May 2020 Developers Week Notes

Date

11 May 2020

Participants

Goals

Discussion topics

Notes

Virtual devs week organization

15 minute break each hour
End early if possible

Day 1:

Round table updates
Feedback on development and work practices
Interest in physical developers week meetup
Namespace reorganization
Create subgroup for QC dataset organization
(maybe) Slack channel discussion

Day 2:

Round table updates

Jaime –

From Spain. Master in bioinformatics, PhD in computational chem (metal ions in biology).
Worked a bit on automation in parameterizing/running metal-biological simulations.
Got interested in scientific pipelines.
Worked on porting AmberTools20 to conda-forge, other ugly infrastructure work

David Hahn --

From southwest Germany. Phd in molecular dynamics method development and applications.
Currently openFF postdoc at Janssen
Work on benchmarking FF parameters WRT P-L binding free energy, developing benchmarking dataset, free energy calculation workflow

Josh Horton --

From Northeast UK. Phd in bespoke FF parameterization. Now a postdoc with OFF working on bespoke pipeline

Josh Fass --

From Egypt. Senior PhD with Chodera.

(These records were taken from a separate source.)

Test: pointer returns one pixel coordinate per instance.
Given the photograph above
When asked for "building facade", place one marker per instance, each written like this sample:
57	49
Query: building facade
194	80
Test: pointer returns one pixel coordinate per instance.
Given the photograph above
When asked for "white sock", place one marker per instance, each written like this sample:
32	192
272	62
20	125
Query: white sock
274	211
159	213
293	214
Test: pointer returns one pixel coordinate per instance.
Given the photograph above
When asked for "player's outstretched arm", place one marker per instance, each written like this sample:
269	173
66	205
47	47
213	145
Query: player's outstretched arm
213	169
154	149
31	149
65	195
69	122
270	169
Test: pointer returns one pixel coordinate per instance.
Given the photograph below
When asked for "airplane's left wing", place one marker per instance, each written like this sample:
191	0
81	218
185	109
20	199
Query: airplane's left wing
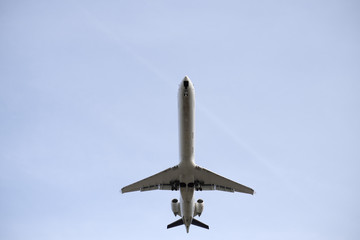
165	180
208	180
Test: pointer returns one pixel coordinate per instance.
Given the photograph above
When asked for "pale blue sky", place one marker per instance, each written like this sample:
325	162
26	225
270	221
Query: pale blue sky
88	104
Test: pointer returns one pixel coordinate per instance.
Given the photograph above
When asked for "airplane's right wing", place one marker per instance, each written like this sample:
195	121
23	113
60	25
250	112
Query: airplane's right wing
165	180
212	181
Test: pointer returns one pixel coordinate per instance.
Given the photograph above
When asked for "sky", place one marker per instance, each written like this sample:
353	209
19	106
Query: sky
88	105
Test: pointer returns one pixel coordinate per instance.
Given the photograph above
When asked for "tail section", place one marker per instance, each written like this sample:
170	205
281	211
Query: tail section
193	222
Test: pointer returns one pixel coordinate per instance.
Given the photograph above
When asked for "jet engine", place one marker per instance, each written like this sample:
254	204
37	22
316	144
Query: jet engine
199	207
175	207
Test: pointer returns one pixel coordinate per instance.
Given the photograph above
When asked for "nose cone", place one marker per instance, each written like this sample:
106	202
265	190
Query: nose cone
186	82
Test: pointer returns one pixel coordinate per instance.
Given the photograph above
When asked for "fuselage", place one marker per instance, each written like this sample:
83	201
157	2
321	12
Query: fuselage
186	104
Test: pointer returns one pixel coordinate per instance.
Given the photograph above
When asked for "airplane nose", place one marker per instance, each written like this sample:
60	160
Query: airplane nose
186	82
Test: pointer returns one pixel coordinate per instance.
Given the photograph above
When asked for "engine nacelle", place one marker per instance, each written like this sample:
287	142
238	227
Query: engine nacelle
199	207
175	207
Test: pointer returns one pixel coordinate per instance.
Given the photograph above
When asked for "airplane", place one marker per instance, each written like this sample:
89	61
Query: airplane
187	176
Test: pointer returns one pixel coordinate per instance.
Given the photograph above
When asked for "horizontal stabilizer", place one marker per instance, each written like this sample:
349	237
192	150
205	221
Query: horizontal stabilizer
199	224
176	223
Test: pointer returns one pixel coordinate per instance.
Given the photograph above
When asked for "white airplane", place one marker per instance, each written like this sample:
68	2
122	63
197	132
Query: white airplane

Working on pilot experiments for bayesian sampling in models where property calculations are cheap.
Working on different ways to explore atom type environments, to alleviate need for brute force sampling

Simon Boothroyd

From central UK. Working on OFF-evaluator, lots of infrastructure work. Migrated PropertyEstimator to OFF Evaluator. Significant amount of documentation written, examples on CoLab.
Created Nistdataselection – main repo for curating phys prop datasets
Last week, made a new repo that rethinks the nistdataselection structure, for a better-architected way to access said data.

Matt Thompson

PhD in chemical engineering with Peter Cummings, with no biology whatsoever. Studied properties of ionic liquids. Didn’t care much for FFs. Worked on classical atomistic MD (GROMACS+LAMMPS) of materials.
Software scientist with OpenFF. Working here for 6 weeks. Working on small tasks to get onboarded.
Will work on creating System object. Expecting cooperation with MosDef group/GMSO code. Will be highly interoperable with both MD engines and machine learning frameworks.

David Dotson

From St. Louis. PhD on large protein systems. Worked in healthcare industry and did devops/data engineering on the side.
Met with Daniel Smith at SciPy, heard about OpenFF.
Started at the same time as Matt, working 50% times. Working on implementing proper torsion interpolation.
Looking at accelerating performance of property calculations.

Hyesu Jang

From Korea. Now grad student with Lee Ping.
Started by making a package for RESP calculation.
Now focusing on running fits and generating new FF parameters.
Currently working with Jessica on improving valence parameters.

Jeff Wagner

From Los Angeles. First research internship at national lab modifying LAMMPS. Confused by biomolecules. Wanted to be a doctor
PhD at UCSD, worked on a mix of methods development and benchmarking, also some docking/screening.
Bothered by inaccuracy in field, disconnect between development and application.
Now maintaining/developing OpenFF toolkit, doing general organziation infrastructure stuff.

Jeff Setiadi

From Sydney, Australia. Did condensed matter physics. Went directly to PhD, looking at protein-ligand interactions.
P-L is hard, would be useful to work on lower-entropy systems.
Now working on pAPRika

Jessica Maat

From San Diego. Studied math+chem in undergrad. Now 4th year grad student with Mobley.
Have worked on a bunch of OFF work. Now looking at trivalent nitrogens. Have done experiments on assigning trivalent nitrogen parameter.
Have also made a tool to select diverse nitrogen compounds, dataset generation for FF release.

Tobias Huefner

Bachelor’s Master’s, PhD in comp chem in Germany. Focus on drug discovery, biomolecular solvation.
Now in Gilson lab. Will be working on benchmarking of docking programs (CELPP).
Looking at understanding docking performance as a function of molecular features.
Also looking at atom typing, in the context of how it can limit accuracy, and if they can be optimized using physics-based methods.

Development practices

SB – Writing code fast with Owen, we didn’t do a lot of testing. I’d do PRs and no merge without reviews, and I think that was the right way to go. Other repos, espeically data-focused ones, have a big need for a quality version history, and so we need to handle it on a case by case basis.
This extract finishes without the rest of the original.